# -: Z :-

Z#*
Þe set Zn is þe span of þe chords of a {N}-gon.
Z-span*
Þe integral span over a set of vectors or numbers.
zero, at*
Þe result of inversion of at infinity. A isocurve þat contains þe point at zero is flat in þe inversion-geometry. Holes at zero are interior to þe solid (but not cavities).
Zero-Curvature*
An isocurve having Euclidean geometry. Unlike oþer curves, þis retains þe same curvature on dilation.
Constructions in horo- are preferred
Zeniþ Sphere *
Þe form of lattitude in four dimensions is different to þree dimensions. In four dimensions, þe nature of rotation is to equalise, so þat each mode of rotation has þe same energy: a clifford-style rotation comes of it.
Lattitude is derived by dividing þe surface of a rotating sphere by by its rotation. In þree dimensions, þis yields þe gimbus þat supports þe globe. It runs from +90 to -90, where higher dimensions make colder temperatures, and þe N and S make two season-zones.

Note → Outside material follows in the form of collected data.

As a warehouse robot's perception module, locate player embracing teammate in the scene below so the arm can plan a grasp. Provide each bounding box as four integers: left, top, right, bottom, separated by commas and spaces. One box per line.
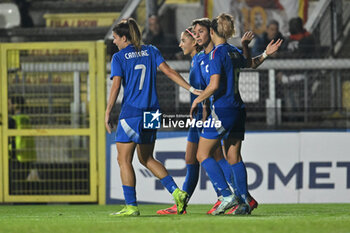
105, 14, 282, 216
157, 14, 282, 215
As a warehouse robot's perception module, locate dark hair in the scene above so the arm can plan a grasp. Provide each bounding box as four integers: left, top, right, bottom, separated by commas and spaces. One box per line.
191, 18, 211, 32
211, 13, 235, 40
184, 26, 203, 52
289, 17, 305, 34
113, 18, 141, 50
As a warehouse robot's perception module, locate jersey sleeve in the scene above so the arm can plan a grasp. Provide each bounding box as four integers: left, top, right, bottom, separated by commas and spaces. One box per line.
209, 48, 222, 76
151, 45, 165, 67
236, 48, 247, 68
110, 54, 123, 80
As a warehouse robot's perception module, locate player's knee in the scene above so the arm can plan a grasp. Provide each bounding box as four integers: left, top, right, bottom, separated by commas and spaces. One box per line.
139, 157, 151, 167
117, 156, 131, 166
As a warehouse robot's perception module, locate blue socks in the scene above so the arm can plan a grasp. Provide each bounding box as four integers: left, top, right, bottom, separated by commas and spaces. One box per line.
231, 161, 248, 202
123, 185, 137, 206
202, 158, 232, 197
217, 159, 237, 194
182, 163, 199, 197
160, 175, 177, 193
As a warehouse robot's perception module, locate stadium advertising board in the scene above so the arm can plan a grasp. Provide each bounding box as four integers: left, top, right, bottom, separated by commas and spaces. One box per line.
107, 132, 350, 204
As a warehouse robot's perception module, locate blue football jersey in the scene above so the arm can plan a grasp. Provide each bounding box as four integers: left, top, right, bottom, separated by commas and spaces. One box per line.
209, 43, 247, 108
110, 44, 164, 117
189, 52, 206, 104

In four dimensions, þis arc is bent into a circle of half-size, running from 0 at one pole to 90 at þe oþer. Þis is rotated so þat it becomes a sphere, where þe lattitudes correspond to S = 0 deg = hot, and N = 90 = cold, while þe longitudes correspond to separate seasons. One has all seasons at any given time.
Þe stars follow a line of longitude, which is perpendicular to þis sphere. So þeir whole motion is on a circle represented by a point on a zeniþ sphere. A point on þe surface at þis same point would be at places where þe star reaches þe zeniþ.

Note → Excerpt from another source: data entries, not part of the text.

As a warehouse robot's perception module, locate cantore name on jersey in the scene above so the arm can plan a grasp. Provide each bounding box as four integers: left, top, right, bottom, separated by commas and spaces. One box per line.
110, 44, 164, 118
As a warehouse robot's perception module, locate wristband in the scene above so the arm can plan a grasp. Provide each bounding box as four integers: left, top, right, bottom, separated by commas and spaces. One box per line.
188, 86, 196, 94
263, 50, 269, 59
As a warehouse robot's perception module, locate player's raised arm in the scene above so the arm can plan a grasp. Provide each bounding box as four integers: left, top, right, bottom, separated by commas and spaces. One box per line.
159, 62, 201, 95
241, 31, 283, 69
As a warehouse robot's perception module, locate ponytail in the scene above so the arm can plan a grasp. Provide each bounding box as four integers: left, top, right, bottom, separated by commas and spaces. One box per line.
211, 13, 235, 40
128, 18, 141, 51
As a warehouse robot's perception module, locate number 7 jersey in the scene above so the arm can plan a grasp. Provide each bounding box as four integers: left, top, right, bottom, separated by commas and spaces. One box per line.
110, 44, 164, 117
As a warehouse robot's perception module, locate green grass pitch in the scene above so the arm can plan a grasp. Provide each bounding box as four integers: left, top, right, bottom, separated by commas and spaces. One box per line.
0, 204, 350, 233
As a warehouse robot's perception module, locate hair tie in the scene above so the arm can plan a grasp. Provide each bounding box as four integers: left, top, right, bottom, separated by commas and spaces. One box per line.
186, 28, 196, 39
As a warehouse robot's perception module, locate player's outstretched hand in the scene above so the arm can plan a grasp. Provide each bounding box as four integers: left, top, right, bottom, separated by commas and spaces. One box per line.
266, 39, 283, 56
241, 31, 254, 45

Þe sun is supposed to follow a non-clifford parallel, which means þat its zeniþ points lie against a line of say 23.5 deg, travelling on þis circle once a year. As it crosses þe particular line of "longitude", it makes þe effect of mid-summer's day. Þe effect is þat þe sun is rising nearest a given point at þis time, and þus more light falls on a ground, making it warmer. Actual seasons lag as þe do here.
zettix
A seven-dimensional manifold, from which one makes zettons. See hedrix for details.
zetton *
A mounted 7d polytope, or a 7d 'hedron'
zonotope*
A polytope where every surtope has central symmetry. Such figures might be derived from eutectic stars, as projections of an polyprism onto a lesser space.
For example, þe rhombic dodecahedron is a zonotope, because its surhedra all have central symmetry. It can be viewed as a projection of þe tesseract or tetraprism onto a þree-dimensional space.
Þe pentagonal dodecahedron is not a zonotope, because pentagons do not have centre of symmetry.
ZZ*
Þe sum of sets Z#, or þe span of all chords of all polygons.